İmgeler kütleler halinde inşa edilse de içten içe kaynayan, hatta kanayan, gerilimle dolu sahneler, kontur çizgilerinin belli belirsiz varlığından kaynaklanmakta. Etrafı sınırlandırılmamış figürler her ne kadar birbirine sarmalanmış veya istiflenmiş gibi dursalar da gölgelendirmeler sayesinde her an infilak etmeye hazır nesneler gibi durmaktadır. Sıkıştırılmışlık, istiflenmişlik hali bedenleri; birbirini itme, çekme, kasılma ve yaralamaları sonucu birer et yığınına dönüştürmektedir. Neredeyse birer heykel gibi tasarımlanmış bu çizimler kaideler üzerine yerleştirilmiş, birbirine bağlanmış torsoların görünümüne kavuşmaktadır. Kare veya daire şeklindeki kaideler ideal formların sanat tarihsel ağırlığını tartmaktadır.

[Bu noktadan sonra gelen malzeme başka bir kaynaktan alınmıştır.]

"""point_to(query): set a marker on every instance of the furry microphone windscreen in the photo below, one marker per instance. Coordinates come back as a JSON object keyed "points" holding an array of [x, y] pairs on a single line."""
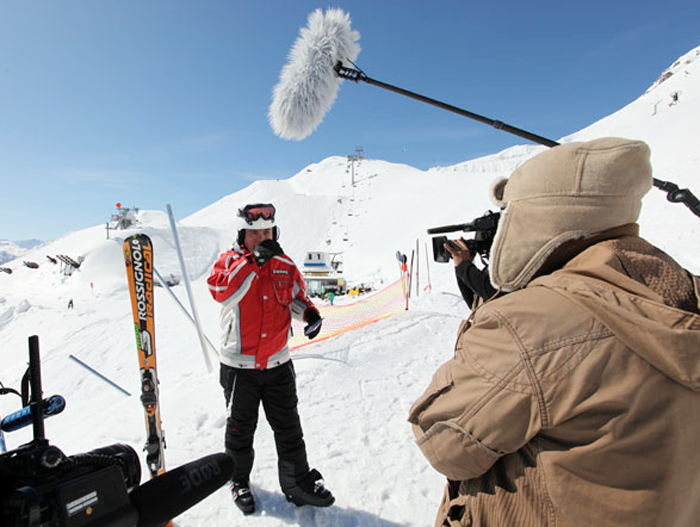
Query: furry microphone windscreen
{"points": [[308, 85]]}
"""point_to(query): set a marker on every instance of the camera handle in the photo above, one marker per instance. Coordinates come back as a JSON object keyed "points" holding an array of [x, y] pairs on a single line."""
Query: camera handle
{"points": [[36, 401]]}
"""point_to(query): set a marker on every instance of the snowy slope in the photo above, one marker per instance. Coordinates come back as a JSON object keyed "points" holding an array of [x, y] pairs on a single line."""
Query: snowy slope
{"points": [[355, 389]]}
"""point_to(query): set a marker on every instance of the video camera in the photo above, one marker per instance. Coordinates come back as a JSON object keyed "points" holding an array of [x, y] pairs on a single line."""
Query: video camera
{"points": [[42, 487], [484, 229]]}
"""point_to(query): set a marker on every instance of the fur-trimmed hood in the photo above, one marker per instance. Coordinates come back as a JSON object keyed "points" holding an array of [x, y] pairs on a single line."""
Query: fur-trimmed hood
{"points": [[566, 193]]}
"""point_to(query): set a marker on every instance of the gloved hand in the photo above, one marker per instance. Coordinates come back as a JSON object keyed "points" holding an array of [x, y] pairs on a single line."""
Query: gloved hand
{"points": [[266, 250], [313, 323]]}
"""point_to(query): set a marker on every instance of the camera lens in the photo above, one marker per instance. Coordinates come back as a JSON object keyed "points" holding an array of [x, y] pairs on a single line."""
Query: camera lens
{"points": [[129, 461]]}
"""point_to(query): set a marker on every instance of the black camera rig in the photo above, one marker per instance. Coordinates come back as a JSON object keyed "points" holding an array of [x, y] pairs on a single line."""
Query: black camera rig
{"points": [[42, 487], [484, 229]]}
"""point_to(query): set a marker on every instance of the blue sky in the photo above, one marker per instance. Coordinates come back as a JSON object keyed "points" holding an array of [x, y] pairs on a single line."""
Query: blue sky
{"points": [[149, 102]]}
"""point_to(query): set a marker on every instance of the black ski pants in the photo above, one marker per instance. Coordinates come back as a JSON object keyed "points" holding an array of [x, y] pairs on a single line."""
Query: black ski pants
{"points": [[244, 390]]}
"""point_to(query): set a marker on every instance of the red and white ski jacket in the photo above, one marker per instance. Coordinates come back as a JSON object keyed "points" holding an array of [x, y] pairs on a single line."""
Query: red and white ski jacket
{"points": [[257, 306]]}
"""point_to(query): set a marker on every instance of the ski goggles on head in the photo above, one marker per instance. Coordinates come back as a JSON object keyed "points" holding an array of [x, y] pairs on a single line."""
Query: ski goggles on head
{"points": [[252, 213]]}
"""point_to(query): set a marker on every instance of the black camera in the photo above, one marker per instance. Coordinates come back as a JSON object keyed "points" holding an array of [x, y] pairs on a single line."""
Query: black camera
{"points": [[42, 487], [484, 229]]}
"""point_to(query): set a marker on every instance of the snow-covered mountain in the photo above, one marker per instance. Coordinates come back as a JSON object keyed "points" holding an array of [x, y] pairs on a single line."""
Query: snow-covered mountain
{"points": [[10, 250], [354, 389]]}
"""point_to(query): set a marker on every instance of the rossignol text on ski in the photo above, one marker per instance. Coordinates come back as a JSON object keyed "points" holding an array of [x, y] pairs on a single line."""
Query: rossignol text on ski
{"points": [[138, 256]]}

Yer yer F. Bacon’un çizimlerini akla getiren imgeler Nesli Türk’ün abject bedenle ilişkisini daha çoğul, kalabalık bir imgeselliğe bağlamaktadır. Çünkü Nesli Türk’ün iki eseri dışında (Baş ve Madonna) tek bir beden yoktur; çizgi, gölge ve rengin tek başına güvenli bir sığınağı da yoktur, bulaşıcı ve doğurgandır tüm elemanlar. Dolayısıyla formları birbirinden ayırmak burada imkansız bir hal almaktadır. Tıpkı doğa gibi kavramsız, sınırsız bağlaşık hareket etmektedir imgeleri. Bütün imgeler blok halinde ve sarmaşık (ya da rizomatik mi demek lazım) şeklinde varlığa gelir.

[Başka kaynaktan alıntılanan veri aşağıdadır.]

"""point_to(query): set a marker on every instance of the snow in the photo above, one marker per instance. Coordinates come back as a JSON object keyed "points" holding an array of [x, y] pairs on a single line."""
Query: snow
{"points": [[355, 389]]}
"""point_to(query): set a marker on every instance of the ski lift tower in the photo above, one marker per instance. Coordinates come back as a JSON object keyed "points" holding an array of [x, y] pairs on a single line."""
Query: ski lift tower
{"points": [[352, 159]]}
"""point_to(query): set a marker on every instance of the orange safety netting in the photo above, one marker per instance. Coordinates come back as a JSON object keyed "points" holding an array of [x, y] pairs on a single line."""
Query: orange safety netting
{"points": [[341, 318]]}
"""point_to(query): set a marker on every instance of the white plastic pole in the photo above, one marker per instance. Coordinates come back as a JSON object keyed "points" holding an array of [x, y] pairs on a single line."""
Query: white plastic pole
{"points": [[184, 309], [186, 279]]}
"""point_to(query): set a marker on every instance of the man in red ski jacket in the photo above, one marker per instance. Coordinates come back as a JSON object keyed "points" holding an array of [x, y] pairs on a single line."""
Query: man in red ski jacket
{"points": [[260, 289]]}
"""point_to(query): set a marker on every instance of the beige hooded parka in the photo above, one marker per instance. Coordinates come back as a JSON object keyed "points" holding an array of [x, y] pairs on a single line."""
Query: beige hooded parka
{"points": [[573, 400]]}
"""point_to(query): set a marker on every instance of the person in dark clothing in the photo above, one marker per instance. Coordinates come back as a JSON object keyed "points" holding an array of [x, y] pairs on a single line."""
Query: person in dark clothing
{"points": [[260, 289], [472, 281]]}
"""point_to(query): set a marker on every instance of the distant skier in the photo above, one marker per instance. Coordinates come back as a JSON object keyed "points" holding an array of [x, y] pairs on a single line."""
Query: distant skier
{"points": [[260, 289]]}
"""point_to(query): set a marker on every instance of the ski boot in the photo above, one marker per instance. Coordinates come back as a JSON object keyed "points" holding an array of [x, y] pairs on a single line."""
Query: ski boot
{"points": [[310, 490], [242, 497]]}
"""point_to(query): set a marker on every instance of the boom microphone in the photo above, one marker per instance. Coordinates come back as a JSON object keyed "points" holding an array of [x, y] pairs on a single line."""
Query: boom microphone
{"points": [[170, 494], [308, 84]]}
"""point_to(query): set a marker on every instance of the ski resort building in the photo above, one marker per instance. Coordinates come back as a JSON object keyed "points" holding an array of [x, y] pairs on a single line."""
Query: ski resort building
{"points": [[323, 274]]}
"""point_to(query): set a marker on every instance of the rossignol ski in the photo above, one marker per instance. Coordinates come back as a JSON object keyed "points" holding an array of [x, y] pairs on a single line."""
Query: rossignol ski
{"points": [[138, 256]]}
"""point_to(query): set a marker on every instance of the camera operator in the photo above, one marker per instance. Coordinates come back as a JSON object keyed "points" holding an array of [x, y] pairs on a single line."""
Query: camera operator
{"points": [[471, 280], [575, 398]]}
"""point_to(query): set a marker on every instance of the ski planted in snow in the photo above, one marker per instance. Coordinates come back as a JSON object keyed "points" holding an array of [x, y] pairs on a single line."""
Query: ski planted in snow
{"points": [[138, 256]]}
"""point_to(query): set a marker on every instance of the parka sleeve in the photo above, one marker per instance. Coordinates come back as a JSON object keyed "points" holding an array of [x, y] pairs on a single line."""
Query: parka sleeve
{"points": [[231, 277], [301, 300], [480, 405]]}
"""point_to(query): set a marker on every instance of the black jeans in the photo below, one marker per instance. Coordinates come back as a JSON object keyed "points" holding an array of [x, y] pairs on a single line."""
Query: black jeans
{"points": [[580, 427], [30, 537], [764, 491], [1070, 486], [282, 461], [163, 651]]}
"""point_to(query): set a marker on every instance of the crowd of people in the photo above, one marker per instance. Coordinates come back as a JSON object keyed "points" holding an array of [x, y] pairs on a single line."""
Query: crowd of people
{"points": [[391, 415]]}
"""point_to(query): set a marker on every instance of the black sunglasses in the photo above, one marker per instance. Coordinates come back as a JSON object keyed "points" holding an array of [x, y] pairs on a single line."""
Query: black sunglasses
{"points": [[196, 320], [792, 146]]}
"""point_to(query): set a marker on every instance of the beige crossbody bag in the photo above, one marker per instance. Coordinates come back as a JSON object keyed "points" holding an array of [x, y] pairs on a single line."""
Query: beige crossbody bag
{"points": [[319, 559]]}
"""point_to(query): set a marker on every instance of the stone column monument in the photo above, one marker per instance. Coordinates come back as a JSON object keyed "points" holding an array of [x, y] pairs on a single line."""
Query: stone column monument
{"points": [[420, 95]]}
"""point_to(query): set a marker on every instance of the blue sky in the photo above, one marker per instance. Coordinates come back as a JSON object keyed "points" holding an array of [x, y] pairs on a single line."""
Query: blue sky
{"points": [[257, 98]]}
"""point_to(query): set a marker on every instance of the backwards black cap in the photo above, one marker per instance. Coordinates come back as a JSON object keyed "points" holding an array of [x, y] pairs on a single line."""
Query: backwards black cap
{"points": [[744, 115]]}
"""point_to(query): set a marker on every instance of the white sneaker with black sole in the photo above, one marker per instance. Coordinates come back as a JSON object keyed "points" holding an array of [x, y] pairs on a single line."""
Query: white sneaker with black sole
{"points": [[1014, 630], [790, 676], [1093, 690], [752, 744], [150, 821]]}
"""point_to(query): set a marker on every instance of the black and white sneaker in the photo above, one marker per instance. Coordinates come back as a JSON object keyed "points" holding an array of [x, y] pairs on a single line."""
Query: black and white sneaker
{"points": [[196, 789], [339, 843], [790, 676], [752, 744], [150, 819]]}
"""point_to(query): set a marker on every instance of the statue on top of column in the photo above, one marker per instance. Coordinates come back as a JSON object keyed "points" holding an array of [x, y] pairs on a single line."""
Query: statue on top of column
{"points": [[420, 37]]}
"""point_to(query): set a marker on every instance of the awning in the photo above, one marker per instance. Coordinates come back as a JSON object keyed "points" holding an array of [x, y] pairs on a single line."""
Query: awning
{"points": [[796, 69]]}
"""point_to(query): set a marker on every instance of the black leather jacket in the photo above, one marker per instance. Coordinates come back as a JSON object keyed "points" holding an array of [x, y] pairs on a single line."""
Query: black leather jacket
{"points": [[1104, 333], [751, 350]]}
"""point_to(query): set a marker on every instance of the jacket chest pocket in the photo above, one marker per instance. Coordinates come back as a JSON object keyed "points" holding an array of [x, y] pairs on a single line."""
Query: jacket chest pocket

Son olarak, bütün bu anlatımın ayaklarını daha sağlam şekilde yerine oturtan Head/Baş adlı çalışmasına bakmak gerekir. Baş Latince’de “cap, caput” sözcüğü ile karşılanmaktadır. Belki de hiçbir sözcük eril dünyanın pratik ve söylemsel gücünü bunun kadar anlatmamaktadır. Derrida, Öteki Hedef/Başka Baş (Bağlam Yayınları) adlı eserinde bu sözcüğün libidinal ekonomisine işaret eder. Baş anlamına gelen cap veya caput sözcüğünden capital, capitol, capitalizm gibi sözcüklerin türediğine dikkat çeker. Nesli Türk Baş adlı çalışmasında yüzü gözü kan içinde kalmış, tanınmaz haldeki bir erkek portresini bize sunmaktadır. Sanatçı; eril aklı, sermayeyi, devleti, kapitalizmi öğütleyen ve sömürü malzemesi haline getiren bu kafaya Diyonizyak bir karşılık veriyor. Doğa-Kültür ikiliğinin ötesine uzanan sanatçı görülmek istenmeyeni göze getirerek, sabitlenemeyen, titreşimlerle dolu bir imge dünyasının imkanlarına bakmaya zorluyor.
1. Agave (Agaue)’nin Bakkalar’da söylediği bir söz. Bakkalar, Euripides, Eski Yunan Tragedyaları, Çev. G. Dilmen, Mitos-Boyut yay. S.83
2. https://www.mataramasu.co/blogs/blog/ekofeminizm-kadin-ve-doga-arasindaki-bag
3. Kuçuradi, İ. (1966). Max Sheler ve F. Nietzsche’de Trajik Olan. İstanbul: Yankı Yayınları.